Но вот она заулыбалась.
— Сэр Роберт, — сказала она, — где ваш парик?
Я его потерял. Похоже на то. Не помню, чтобы его снимал.
Я проснулся, когда поднялась Рози — при первых лучах солнца. И тут меня осенило: у бедняков совсем другой распорядок дня. У них нет возможности продлевать день при помощи искусственного освещения — свечи и масло слишком дороги.
Я лежал на низкой кровати и незаметно наблюдал за Рози. Она налила в тазик холодной воды, взяла несколько тряпок и стала мыться — она вымыла лицо, груди, живот, интимные места, под коленками. Это тайное приведение себя в порядок в полутемной комнате чрезвычайно растрогало меня. Мне захотелось хоть чем-то помочь ей (ночью от меня в постели толку не было), поэтому я встал, натянул чулки, рубашку и пошел в прачечную. Там я развел огонь в печи, подбросил свежего угля — с последней задачей я справился весьма скверно, рассыпал уголь по всему полу так что потом пришлось собирать его по кусочкам руками. Тут я вспомнил то, что хорошо знал, когда жил в Кембридже и в квартире на Ладгейт-Хилл: черная угольная пыль больше похожа на клей, влажный и липкий, и если вы топите печь углем, то должны непрерывно мыться.

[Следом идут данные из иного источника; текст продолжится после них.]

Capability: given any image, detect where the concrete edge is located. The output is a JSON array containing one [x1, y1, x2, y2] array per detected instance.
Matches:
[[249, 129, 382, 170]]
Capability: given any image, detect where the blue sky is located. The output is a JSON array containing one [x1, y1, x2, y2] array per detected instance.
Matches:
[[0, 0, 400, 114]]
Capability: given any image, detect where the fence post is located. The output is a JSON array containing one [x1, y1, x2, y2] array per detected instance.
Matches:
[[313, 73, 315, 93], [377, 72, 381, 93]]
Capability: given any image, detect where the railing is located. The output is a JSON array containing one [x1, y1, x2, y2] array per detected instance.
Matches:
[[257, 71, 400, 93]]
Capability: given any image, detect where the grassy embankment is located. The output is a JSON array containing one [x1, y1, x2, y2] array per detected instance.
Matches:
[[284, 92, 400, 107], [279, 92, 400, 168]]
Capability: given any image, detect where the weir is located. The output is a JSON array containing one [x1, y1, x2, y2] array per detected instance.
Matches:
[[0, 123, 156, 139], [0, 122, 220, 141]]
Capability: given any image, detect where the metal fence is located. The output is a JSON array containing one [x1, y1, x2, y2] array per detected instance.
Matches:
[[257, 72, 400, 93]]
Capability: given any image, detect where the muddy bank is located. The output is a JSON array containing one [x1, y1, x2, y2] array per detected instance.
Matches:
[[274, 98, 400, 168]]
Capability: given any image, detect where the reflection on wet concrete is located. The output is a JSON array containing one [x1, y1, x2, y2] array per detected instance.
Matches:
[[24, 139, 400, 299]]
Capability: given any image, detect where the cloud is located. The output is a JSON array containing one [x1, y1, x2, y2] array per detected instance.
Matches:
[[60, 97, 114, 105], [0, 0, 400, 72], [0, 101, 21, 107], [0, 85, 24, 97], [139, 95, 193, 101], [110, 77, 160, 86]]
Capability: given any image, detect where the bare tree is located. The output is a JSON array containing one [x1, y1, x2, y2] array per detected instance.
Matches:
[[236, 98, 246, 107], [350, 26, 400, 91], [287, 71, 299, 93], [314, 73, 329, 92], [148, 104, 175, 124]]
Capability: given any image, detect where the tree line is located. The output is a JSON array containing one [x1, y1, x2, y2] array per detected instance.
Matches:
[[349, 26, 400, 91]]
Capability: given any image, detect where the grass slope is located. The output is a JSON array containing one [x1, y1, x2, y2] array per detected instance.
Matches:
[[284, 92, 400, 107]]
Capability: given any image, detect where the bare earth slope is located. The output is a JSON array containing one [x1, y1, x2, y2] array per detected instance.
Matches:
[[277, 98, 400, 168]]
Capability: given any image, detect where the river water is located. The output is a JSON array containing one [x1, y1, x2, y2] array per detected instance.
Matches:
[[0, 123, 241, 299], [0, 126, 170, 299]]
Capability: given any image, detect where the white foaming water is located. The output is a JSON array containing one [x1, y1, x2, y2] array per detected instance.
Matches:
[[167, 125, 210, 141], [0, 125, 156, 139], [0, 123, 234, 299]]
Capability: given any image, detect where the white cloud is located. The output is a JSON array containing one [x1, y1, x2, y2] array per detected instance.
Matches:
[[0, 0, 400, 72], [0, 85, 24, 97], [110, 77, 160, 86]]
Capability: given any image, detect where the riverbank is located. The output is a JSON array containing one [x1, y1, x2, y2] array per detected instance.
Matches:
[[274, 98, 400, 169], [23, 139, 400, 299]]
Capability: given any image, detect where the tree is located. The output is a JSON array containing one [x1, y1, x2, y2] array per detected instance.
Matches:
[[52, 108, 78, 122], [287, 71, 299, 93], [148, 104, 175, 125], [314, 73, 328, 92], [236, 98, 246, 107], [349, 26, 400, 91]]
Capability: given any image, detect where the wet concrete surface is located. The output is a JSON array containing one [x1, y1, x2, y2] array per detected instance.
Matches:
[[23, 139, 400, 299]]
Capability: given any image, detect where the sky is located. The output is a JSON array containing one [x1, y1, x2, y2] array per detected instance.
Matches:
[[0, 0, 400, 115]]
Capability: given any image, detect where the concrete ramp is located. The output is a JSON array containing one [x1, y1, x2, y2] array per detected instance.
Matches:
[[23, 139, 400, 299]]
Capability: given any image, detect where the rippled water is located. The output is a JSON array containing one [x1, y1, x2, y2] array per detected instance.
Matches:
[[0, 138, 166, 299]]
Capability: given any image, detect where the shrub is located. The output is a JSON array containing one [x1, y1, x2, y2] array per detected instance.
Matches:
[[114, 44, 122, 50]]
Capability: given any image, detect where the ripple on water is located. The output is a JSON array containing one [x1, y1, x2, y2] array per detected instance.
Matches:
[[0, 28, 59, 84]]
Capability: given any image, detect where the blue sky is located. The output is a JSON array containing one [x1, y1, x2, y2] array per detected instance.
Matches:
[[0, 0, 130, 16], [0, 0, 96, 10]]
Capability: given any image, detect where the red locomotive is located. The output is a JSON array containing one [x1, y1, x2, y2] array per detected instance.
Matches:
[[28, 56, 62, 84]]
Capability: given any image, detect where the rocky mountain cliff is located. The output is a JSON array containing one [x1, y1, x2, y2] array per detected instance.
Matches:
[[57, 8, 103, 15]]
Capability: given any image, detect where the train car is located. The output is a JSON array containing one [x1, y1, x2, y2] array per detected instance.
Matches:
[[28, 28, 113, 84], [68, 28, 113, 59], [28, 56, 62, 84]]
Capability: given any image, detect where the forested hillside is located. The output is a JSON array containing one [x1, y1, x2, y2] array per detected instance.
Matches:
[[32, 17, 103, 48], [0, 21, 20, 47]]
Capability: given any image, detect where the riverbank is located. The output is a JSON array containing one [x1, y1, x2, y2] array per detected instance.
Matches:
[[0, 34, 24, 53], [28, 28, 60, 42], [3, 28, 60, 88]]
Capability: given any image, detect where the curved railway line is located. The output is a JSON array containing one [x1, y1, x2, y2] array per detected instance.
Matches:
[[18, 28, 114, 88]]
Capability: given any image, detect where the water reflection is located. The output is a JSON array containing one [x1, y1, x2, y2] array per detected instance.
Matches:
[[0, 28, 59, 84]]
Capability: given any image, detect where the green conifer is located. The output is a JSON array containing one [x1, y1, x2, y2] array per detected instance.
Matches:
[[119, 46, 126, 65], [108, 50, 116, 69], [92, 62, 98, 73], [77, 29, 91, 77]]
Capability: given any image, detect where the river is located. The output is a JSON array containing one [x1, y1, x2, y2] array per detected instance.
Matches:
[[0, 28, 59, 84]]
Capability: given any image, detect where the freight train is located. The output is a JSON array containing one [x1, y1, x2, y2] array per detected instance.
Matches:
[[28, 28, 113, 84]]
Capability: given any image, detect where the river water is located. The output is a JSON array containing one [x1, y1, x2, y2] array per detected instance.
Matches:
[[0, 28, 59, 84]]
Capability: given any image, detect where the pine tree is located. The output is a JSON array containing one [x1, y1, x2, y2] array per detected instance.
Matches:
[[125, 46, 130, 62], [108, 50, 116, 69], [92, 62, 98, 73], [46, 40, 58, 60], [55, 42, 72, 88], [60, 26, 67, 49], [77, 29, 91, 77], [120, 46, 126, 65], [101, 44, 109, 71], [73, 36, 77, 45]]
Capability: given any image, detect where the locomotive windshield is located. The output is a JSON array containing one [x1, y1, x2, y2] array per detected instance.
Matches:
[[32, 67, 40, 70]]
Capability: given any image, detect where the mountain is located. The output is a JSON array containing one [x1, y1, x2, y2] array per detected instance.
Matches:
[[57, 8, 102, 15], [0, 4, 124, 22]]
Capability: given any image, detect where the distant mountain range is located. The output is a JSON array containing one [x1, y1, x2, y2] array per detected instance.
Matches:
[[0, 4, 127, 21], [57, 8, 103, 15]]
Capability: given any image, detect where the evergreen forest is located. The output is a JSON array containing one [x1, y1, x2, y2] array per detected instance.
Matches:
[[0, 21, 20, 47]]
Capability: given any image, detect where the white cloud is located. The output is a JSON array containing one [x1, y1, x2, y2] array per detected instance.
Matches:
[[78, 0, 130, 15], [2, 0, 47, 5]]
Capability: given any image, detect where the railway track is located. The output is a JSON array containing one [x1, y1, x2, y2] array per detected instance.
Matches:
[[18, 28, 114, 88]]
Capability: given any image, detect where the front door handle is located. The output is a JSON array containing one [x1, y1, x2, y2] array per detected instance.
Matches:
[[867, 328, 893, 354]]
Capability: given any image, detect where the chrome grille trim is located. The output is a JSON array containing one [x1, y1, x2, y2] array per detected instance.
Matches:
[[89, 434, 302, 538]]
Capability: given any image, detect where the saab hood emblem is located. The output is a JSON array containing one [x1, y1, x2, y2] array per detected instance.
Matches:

Солнце поднялось и стояло над рекой, затянутое туманом. Рози сварила овсянку на молоке; чтобы ее не огорчать, я постарался проглотить несколько ложек этого варева, но каша и оловянная ложка создавали такой убийственно серый фон, что, мне казалось, я слышу, как внутри меня рыдает и сокрушается прежний Меривел, оплакивая утраченную навсегда яркость и красоту жизни.
О Пьерпойнте мы еще не говорили — только обо мне и моих бедах. Но сейчас, жадно поедая овсянку, Рози, к моему удивлению, стала расхваливать покойного мужа, называла его сильным человеком, говорила, что к богачам он не испытывал никаких чувств, но любил реку и тех людей, которые на ней работали. Мне хотелось напомнить ей, что при жизни мужа она никогда о нем слова доброго не сказала и вечно жила в страхе перед приступами его пьяного гнева и прочими зверствами. Вслух я ничего не сказал, а про себя отметил, что смерть может кардинальным образом поменять мнение о человеке: скончавшись, близкие нам люди в тот же миг становятся такими, какими мы хотели их видеть при жизни. Если б у меня хватило смелости войти в загон ко львам и позволить им съесть себя на ужин, интересно, смягчился бы гнев короля, сменился бы он нежной печалью? Не превратилось бы отвращение Селии ко мне в грустное, окрашенное любовью воспоминание? Я размышлял об этом, пока Рози говорила об утонувшем паромщике. Пьерпойнт погиб, пытаясь поймать руками треску, то есть добывая себе пишу; в моей мнимой смерти у львов я сам сталбы пищей. Какая смерть благородней? Или обе нелепы и могут вызвать только насмешку? Может ли женщина, столь утонченная, как Селия, питать нежные чувства к мужу, который сначала стал куском мяса, а потом пометом? Не знаю. Мой мозг кишит вопросами, на которые нет ответа. Похоже, разум мой скис, уподобившись стоящей предо мной холодной овсянке.